Augustin Bahati of Rwanda spoke of the generation gap among Africans regarding LGBT issues. He called on the church to honestly address sexual education for the youth.
Stigma suppresses prevention
Bishop Joseph Ntombu referred to “Jesus the Stigmatized” and noted that maybe worse than the HIV disease is the way people stigmatize the sick. He portrayed a Jesus who reached out to the marginalized and might even ask today, “When did you see me ill with AIDS and care for me?”
Dr. Eunice Karanza said, “Married people in East Africa are threatened, since husbands often are unfaithful.”
Due to stigma and fear, men are not getting tested in Kenya, even though free anti-retroviral (ARV) medicine is available, according to Karanza. She said this results in HIV spreading to wives and other loved ones.
“Therapy is prevention, but when only 600,000 Kenyans are getting ARVs and a million are not, then HIV is alive and spreading in East Africa,” Karanza emphasized. She said anti-retroviral medicine not only improves the health of a patient, but reduces the likelihood of contracting HIV almost to zero.

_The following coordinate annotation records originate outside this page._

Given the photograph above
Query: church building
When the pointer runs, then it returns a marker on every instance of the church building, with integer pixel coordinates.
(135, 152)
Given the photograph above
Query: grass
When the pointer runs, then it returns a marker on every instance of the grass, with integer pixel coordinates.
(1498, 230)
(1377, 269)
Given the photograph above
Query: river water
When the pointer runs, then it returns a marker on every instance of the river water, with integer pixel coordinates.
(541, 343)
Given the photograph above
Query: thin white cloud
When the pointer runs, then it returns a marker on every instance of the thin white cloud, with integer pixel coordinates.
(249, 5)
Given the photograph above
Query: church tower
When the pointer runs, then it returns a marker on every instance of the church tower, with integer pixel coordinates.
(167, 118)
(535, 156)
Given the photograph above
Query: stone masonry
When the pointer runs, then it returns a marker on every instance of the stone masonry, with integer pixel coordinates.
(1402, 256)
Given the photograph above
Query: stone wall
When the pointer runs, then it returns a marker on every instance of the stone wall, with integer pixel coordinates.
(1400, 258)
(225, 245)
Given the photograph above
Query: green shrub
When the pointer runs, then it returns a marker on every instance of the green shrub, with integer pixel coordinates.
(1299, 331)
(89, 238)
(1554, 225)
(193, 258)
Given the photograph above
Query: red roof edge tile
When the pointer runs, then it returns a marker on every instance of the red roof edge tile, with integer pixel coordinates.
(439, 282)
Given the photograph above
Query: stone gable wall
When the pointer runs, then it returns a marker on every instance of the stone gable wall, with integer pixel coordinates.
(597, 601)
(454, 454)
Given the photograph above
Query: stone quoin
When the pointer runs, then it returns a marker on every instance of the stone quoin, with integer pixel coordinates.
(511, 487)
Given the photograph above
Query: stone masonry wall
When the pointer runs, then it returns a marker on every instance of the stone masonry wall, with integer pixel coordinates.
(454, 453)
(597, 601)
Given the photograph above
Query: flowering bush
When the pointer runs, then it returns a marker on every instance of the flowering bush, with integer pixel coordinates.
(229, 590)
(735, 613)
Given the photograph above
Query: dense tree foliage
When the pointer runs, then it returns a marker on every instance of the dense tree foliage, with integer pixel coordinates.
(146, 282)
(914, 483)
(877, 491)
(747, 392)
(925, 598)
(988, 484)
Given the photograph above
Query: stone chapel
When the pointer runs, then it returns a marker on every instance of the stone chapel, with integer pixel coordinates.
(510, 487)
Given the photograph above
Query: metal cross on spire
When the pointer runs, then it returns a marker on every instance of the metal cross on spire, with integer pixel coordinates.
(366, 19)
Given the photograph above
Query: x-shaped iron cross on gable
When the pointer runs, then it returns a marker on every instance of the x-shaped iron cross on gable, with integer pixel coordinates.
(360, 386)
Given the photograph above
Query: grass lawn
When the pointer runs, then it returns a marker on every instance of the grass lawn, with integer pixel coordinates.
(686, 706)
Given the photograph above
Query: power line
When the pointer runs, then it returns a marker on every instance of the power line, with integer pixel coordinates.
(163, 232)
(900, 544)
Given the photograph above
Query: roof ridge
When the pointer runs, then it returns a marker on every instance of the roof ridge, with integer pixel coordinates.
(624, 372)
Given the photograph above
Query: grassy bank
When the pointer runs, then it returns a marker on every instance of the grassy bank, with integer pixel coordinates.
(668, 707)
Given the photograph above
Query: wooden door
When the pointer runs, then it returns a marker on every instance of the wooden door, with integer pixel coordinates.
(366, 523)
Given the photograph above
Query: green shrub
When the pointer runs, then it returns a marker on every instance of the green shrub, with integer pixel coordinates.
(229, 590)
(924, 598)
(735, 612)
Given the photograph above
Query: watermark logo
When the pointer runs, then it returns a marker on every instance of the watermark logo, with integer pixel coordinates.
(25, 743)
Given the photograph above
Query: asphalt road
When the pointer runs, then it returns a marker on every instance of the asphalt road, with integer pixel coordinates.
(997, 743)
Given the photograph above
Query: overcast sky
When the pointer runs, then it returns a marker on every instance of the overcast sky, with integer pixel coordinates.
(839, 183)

A plea for United Methodist help
Representatives from the DRC pleaded for United Methodists to help them spread information about HIV and AIDS. “So many of our women have been raped and so many soldiers are returning infected with HIV after years of fighting in the bush,” shared one representative. “They don’t know they need to use condoms with their wives.”
“HIV and AIDS are the ‘new normal’ in East Africa” declared a church leader from Uganda. “We urgently need help from United Methodists and our ecumenical partners to address the multiple challenges. Instead, United Methodists in East Africa are cut off from the rest of the denomination.”
An HIV positive man, who said he had two wives and five children, spoke of the support and education he had received from the Methodist Church. He urged participants, “Don’t fear whether you are a pastor or a bishop, just know your HIV status, come out and get treated.”
District Superintendent, the Rev. Marc Baliyanga of Kilgali, Rwanda, reported that after one United Methodist pastor publicly disclosed last year he was HIV positive, his ministerial colleagues surrounded him in accepting love and he was not excluded from leadership.
Editor’s note: Donald E. Messer is co-chair of the United Methodist Global AIDS Fund and executive director of the Center for the Church & Global AIDS. He is also president emeritus of The Iliff School of Theology, Denver, Colo.